Despite being the first lay president, Sawyer has an expansive background in Jesuit education, having graduated from the Association of Jesuit Colleges and Universities’ Ignatian Colleagues Program, which aims to teach university administrators and faculty about the Jesuit and Catholic tradition of higher education. 

“Terry has a deep passion for Ignatian spirituality and formation, which has informed his leadership style and will serve him well as the first lay president of our Jesuit University,” said James Forbes, the chair of Loyola’s Board of Trustees, in a statement.

Sawyer said he is honored to serve at a university that closely follows the values and ideals of Jesuit education, which he said is the longest continuous educational tradition in existence. As a layperson, he said, he hopes not only to continue uplifting that educational model, but to “lean more” into and further commit to Loyola’s mission as a Jesuit Catholic university. 

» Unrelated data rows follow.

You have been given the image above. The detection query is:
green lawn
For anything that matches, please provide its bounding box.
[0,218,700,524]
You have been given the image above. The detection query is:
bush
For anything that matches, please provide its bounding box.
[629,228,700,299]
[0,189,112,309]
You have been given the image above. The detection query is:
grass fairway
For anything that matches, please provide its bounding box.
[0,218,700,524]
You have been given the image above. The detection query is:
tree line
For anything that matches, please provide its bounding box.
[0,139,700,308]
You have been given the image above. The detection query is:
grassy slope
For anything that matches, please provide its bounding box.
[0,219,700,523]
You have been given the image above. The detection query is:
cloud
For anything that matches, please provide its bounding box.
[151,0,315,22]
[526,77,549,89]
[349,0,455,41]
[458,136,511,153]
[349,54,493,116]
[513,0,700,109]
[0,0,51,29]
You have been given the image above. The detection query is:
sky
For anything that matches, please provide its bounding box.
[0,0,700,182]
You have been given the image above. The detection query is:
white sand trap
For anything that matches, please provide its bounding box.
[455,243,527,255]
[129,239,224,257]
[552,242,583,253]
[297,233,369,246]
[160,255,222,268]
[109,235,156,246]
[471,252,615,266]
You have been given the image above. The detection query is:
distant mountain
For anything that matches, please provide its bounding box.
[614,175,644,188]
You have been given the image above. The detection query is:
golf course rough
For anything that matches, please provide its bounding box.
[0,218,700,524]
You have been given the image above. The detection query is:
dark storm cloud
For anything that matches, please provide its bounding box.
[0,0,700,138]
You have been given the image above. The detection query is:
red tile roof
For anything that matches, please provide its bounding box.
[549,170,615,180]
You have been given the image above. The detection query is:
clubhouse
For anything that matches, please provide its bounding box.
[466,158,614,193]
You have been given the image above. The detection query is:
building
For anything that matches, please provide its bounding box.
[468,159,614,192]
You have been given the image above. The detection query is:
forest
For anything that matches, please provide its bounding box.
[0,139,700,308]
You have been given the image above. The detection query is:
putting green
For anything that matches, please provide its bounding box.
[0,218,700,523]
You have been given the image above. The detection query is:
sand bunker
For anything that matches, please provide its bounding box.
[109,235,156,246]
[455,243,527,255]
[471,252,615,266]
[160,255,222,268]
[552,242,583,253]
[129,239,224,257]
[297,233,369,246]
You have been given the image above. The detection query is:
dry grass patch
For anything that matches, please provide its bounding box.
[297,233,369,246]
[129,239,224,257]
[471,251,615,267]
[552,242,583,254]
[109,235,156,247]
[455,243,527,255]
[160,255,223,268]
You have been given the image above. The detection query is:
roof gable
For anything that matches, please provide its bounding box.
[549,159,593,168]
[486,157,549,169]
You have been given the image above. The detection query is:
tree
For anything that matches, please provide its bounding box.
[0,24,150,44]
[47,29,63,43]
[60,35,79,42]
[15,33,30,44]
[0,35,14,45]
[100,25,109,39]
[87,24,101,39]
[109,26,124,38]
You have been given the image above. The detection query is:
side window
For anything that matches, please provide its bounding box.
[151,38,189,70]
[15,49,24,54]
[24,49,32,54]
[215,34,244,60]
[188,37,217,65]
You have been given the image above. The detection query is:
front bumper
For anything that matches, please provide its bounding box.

“I feel ready for that challenge,” he said. 

During his tenure at Loyola, Sawyer had the opportunity to work directly with his two predecessors: Harold Ridley, who served as president until his death in 2005, and Linnane, who retired last June. Working with Ridley and Linnane, Sawyer said, he came to understand that student success is the central — and, in many ways, the sole — priority of a university president. 

“There are many other things that go into that, and, at first glance, they can sometimes almost feel detached from the experience of students. But, ultimately, that’s why we’re here,” he said. “I learned from both of those men that you can never take your eye off of that ball.”